Recruited by Colchester manager Mick Wadsworth, Allen made his debut for the U's in a 1–1 home draw with Reading on 27 February 1999, before being replaced by Steve Forbes after 68 minutes. He scored one goal while on loan with the club, a 40th-minute equaliser during a 2–2 draw with Oldham Athletic on 9 March. Allen made four appearances in total during his short stay at Layer Road.

===Grimsby Town===
Allen was placed on the transfer list at Charlton and transferred to Grimsby Town in the summer of 1999, who at the time plied their trade in the First Division under Alan Buckley. He scored nine goals in 36 games in all competitions in the 1999–2000 season but found himself limited to just 25 appearances in the 2000–01 season, being limited by injuries and only managing to score six goals.
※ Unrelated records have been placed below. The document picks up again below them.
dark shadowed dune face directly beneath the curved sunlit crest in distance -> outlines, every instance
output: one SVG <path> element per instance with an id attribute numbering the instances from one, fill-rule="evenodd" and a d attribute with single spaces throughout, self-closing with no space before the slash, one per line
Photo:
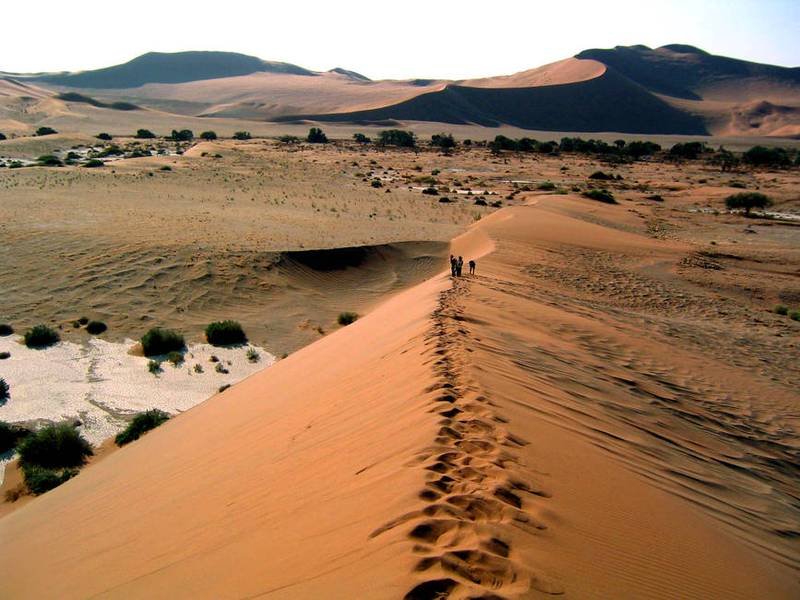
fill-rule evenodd
<path id="1" fill-rule="evenodd" d="M 707 133 L 702 119 L 674 108 L 624 77 L 606 71 L 599 77 L 563 85 L 530 88 L 472 88 L 448 85 L 405 102 L 326 115 L 294 115 L 280 120 L 415 120 L 500 124 L 554 131 Z"/>

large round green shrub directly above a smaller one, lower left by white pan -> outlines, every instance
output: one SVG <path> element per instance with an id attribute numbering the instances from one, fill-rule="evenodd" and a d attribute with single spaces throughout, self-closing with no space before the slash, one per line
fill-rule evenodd
<path id="1" fill-rule="evenodd" d="M 26 437 L 19 446 L 19 464 L 45 469 L 79 467 L 92 456 L 92 446 L 70 424 L 48 425 Z"/>

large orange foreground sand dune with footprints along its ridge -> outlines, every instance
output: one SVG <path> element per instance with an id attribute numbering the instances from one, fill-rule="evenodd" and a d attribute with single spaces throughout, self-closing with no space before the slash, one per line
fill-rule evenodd
<path id="1" fill-rule="evenodd" d="M 623 210 L 483 219 L 453 243 L 477 277 L 397 295 L 0 519 L 0 596 L 798 597 L 796 391 L 700 352 L 702 327 L 668 343 L 704 308 L 673 291 L 685 248 Z"/>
The 2001–02 season saw a return of five goals in 31 games, but his injury record and Grimsby's financial plight saw Allen released at the end of the season. He ended his Grimsby stay with 15 goals in 80 league games.

===Peterborough United===
Allen joined Peterborough United on trial in the summer of 2002, where he featured in a friendly against Rushden & Diamonds. However, he initially delayed joining the club and also refused offers from Bristol Rovers, Conference promotion hopefuls Doncaster Rovers and Cyprus-based club APOEL Nicosia. He then had an unsuccessful trial spell with Brighton & Hove Albion before signing for Peterborough on 29 August 2002. Allen scored three goals in 11 games for the Posh but Peterborough chairman Barry Fry confirmed that his short-term contract would not be renewed when it expired in December 2002. Having been linked with a move to Carlisle United.

===Bristol Rovers===
Bristol Rovers signed Allen in November 2002 from Peterborough following the expiry of his short-term contract. He made eight appearances in the league for the club and scored one goal against Cambridge United, as he was released at the end of the 2002–03 season. He also scored once in the FA Cup against Rochdale.

===Hornchurch===
Ambitious Isthmian League club Hornchurch signed Allen in September 2003 following trials with a number of clubs. He was one of a number of former professional players with Football League experience in a squad that knocked League side Darlington out of the FA Cup in 2003. However, with the club facing financial turmoil, Hornchurch began releasing players during the 2003–04 season, with Allen one of the squad members released.

===Redbridge===
Following his release from Hornchurch, Allen quickly joined Conference South side Ford United, who would later change name to become Redbridge. Having scored on his debut, his stint did not last long, and was subsequently released in July 2004, with club manager Craig Edwards stating that the club would prefer "to go with younger players" for the coming season and that there were financial implications. Allen then joined Billericay Town on trial, scoring in a pre-season friendly against Grays Athletic.

==International career==
Allen represented England at youth level and earned eight caps at under-21 level, where he scored twice.

==Coaching career==
After retiring from the game in 2004, Allen became a PE teacher and became an academy coach at Tottenham Hotspur, where he is running the under-15 side.

==Media career==
In addition to his coaching, Allen has worked in the media, providing co-commentary for Sky Sports Football First programme and also for radio coverage.
Allen is also a regular co-commentator on BBC London 94.9, formerly alongside Phil Parry.

==Personal life==
Allen comes from a famous footballing family. He is the son of former Chelsea, Tottenham and QPR player and manager Les Allen. His brother is former England international Clive Allen and his nephew is former Barnet player Oliver Allen. His uncle, Dennis Allen played over 300 league games for Reading, and his cousin Martin Allen has managed a number of Football League clubs, alongside representing QPR and West Ham United. He is also related to Charlie Allen, Martin's son, who has played for Notts County and Gillingham. Bradley is also a cousin to Paul Allen, who made appearances for West Ham, Tottenham and Southampton amongst others.